Было И марта 1941 года. Беспокойство и опасения не оставляли его. Предчувствуя возможную войну, он начал вводить в институте оборонную тематику. Связался с военными, выяснил, какие технические проблемы в области энергетики представляют сейчас наибольший интерес для обороны.
Однако разрабатывать рабочие проекты не пришлось. Началась война. Когда ужасная весть, которая, впрочем, для многих не была неожиданной, достигла института, сотрудники собрались в актовом зале. Митинг открыл Кржижановский.
— Вы видите теперь нашего врага и повадки его. Это вероломный зверь, для которого нет ничего святого. Только силой можно унять его. Все силы — на разгром фашистского зверя. Товарищи! Отдадим все свои знания и опыт делу уничтожения фашизма.
Митинг был коротким. Сотрудники расходились по своим лабораториям, прикидывая: как можно использовать в войне свой опыт и знания? Искренне завидовали «таинственным» лабораториям № 1 и 2, которые наверняка уже внесли свой вклад в дело обороны. И все думали: что теперь будет с институтом? Нужны ли будут их исследования? Не лучше ли на фронт, к оружию?
Правительство распорядилось иначе. ЭНИН, как и большинство институтов, решено было сохранить. Это была частичка мозга страны, той интеллектуальной силы, которую нельзя заменить никакой другой. Институт был переведен в Казань. Вскоре началась эвакуация, и Кржижановские, заперев свой дом, простились с ним.
— Неужели навсегда? — плача, спрашивала Зинаида.
— Мы выдержим и победим, — говорил Глеб Максимилианович, — другой народ, может быть, и не выдержал бы. Но мы выдержим. Ты вспомни девятнадцатый и двадцатый годы — как страшно было, что погаснет жалкий огонек жизни, — а он не погас, разгорелся. Так и теперь будет.

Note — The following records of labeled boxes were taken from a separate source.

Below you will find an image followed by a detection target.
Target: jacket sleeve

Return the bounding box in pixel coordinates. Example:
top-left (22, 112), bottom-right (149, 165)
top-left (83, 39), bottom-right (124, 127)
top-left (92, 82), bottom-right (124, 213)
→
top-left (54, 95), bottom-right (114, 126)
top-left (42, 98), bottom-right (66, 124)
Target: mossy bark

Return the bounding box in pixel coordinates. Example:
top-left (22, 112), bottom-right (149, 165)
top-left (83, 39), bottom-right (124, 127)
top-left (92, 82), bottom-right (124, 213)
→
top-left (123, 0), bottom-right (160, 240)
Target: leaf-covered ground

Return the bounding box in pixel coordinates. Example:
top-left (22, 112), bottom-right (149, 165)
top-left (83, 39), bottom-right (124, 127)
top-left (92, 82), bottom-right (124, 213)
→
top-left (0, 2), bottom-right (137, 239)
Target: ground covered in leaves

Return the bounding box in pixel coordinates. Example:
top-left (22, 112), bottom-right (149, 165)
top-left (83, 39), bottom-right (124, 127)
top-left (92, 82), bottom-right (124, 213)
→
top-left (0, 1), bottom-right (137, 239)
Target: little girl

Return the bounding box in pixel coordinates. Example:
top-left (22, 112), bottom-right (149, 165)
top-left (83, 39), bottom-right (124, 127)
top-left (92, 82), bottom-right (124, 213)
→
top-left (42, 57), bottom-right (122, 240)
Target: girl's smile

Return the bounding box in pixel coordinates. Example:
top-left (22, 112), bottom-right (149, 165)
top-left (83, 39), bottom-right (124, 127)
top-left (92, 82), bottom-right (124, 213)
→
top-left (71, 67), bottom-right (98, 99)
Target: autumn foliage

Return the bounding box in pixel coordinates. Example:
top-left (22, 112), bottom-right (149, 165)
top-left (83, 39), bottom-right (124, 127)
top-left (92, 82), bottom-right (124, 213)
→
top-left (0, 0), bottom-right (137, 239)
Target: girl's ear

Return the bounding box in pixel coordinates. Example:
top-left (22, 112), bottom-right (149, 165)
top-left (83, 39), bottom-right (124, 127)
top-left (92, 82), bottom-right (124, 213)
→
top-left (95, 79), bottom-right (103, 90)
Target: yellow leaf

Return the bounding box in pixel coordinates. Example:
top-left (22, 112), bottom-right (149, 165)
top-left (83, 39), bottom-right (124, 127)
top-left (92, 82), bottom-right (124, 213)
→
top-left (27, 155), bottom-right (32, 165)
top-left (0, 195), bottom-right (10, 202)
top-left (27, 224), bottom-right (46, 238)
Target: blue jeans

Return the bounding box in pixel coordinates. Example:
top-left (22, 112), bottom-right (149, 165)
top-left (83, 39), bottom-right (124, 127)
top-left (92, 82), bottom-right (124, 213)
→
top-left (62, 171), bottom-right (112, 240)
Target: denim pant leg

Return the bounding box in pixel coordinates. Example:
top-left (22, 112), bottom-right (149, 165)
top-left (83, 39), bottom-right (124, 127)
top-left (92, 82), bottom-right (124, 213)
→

В Казани разместились в помещениях университета.
Приезжающие сначала останавливались в большом актовом зале, где отец когда-то защищал кандидатскую диссертацию. Теперь здесь, во всю ширину зала, были расставлены кровати. Постепенно обитатели зала покидали его, уплотняя местных жителей. Ночью в Казани было уныло — действовали законы затемнения.
Разместились в общем удачно, хотя теснота была страшная — здесь было множество организаций и даже президиум академии. Выяснилось, что впопыхах не взяли кое-какого оборудования, необходимого для работы. Остро ощущалось отсутствие институтской библиотеки. Нужно было организовать доставку оборудования из Москвы.
15 августа Глеб Максимилианович вместе с сотрудниками ЭНИНа Телешовым, Рамзиным, Худяковым, Костериным пошел в Казанский горком партии. Его доклад был по-военному короток:
— Энергетический институт Академии наук СССР приступил к работе в городе Казани. Коллектив сотрудников считает себя мобилизованным и готовым оказать помощь электростанциям и предприятиям города Казани и всей республики.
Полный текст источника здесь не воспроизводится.